Бесспорно, мистер Пайк – прекрасный моряк. Но в этом случае он допустил промах. Я научился понимать его и хорошо могу представить себе, как уязвлена была его гордость; более того, у него характер злобный, обидчивый, примитивный, и хотя он довольно почтительно ответил: «Да, сэр», я был убежден, что бедной команде придется вынести на себе его обиду в течение следующих ночных вахт.

Очевидно, так оно и было: сегодня утром я заметил подбитый глаз у Джона Хаки, а у Гвидо Бомбини – свежую и очень большую опухоль на челюсти. Я спросил Ваду, в чем дело, и он скоро принес мне все новости. Настоящие избиения происходят на палубе в часы ночных вахт, когда мы, на юте, мирно почиваем.

Даже сегодня мистер Пайк ходит хмурый и мрачный, больше обычного рявкая на людей и отвечая мисс Уэст и мне только что вежливо, когда нам случается заговорить с ним. Его ответы односложны, а лицо выражает чрезвычайное недовольство. Мисс Уэст, которая не знает об инциденте, смеется и говорит, что это «морской сплин», уверяя, что она с этим явлением прекрасно знакома.

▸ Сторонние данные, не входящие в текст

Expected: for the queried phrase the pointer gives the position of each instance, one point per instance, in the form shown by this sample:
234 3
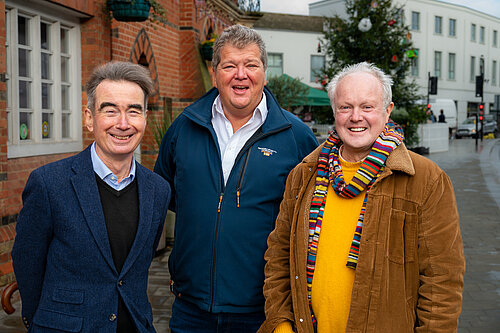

Но я теперь знаю мистера Пайка – упрямый старый морской волк. Пройдет суток трое, покуда он придет в себя. Он страшно гордится своим морским искусством, и что его больше всего угнетает – это сознание, что он действительно допустил промах.

Глава XXI

Сегодня, на двадцать восьмой день пути, рано утром, пока я пил кофе, мы пересекли меридиан, все еще идя под пассатным ветром. И Чарльз Дэвис ознаменовал этот день убийством О’Сюлливана. Эту новость принес Бони, щепкоподобный юнец из вахты мистера Меллера. Мы со вторым помощником только что вошли в госпиталь, когда появился мистер Пайк.

Горестям О’Сюлливана пришел конец. Человек с верхней койки ударом свайки прекратил его жалкую, безумную жизнь.

Я не могу постигнуть этого Чарльза Дэвиса. Он спокойно сидел на своей койке и спокойно закурил трубку прежде, чем ответить мистеру Меллеру. Несомненно, он не сумасшедший. А между тем, он обдуманно, хладнокровно убил беспомощного человека.

– Зачем ты это сделал? – спросил его мистер Меллер.

– Потому, сэр, – сказал Чарльз Дэвис, поднося к своей трубке вторую спичку, – потому… пф… пф… что он мне мешал спать. – Тут он встретился глазами с горящим взглядом мистера Пайка. – Потому… пф… пф… что он надоел мне. В следующий раз… пф… пф… я надеюсь, что будут осмотрительнее выбирать, какого рода людей помещать в одной каюте со мной. Кроме того… пф… пф… эта верхняя койка не место для меня. Мне трудно взбираться на нее пф… пф… и я перейду обратно на нижнюю, как только вы уберете с нее О’Сюлливана.

– Но зачем ты это сделал? – зарычал мистер Пайк.

– Я сказал вам, сэр, потому что он мне надоел. Я устал от него, а потому сегодня утром я прекратил его страдания. Что вы с этим поделаете? Человек мертв, не так ли? И я убил его, это была самозащита. Я знаю законы. Какое вы имели право помещать сумасшедшего вместе со мной, больным и слабым человеком?

– Клянусь Богом, Дэвис, – вспылил помощник. – Тебе не придется получать расчет в Сиэтле. Я тебя проучу за убийство сумасшедшего, привязанного к койке и совершенно безвредного человека. Ты за ним последуешь за борт, милейший.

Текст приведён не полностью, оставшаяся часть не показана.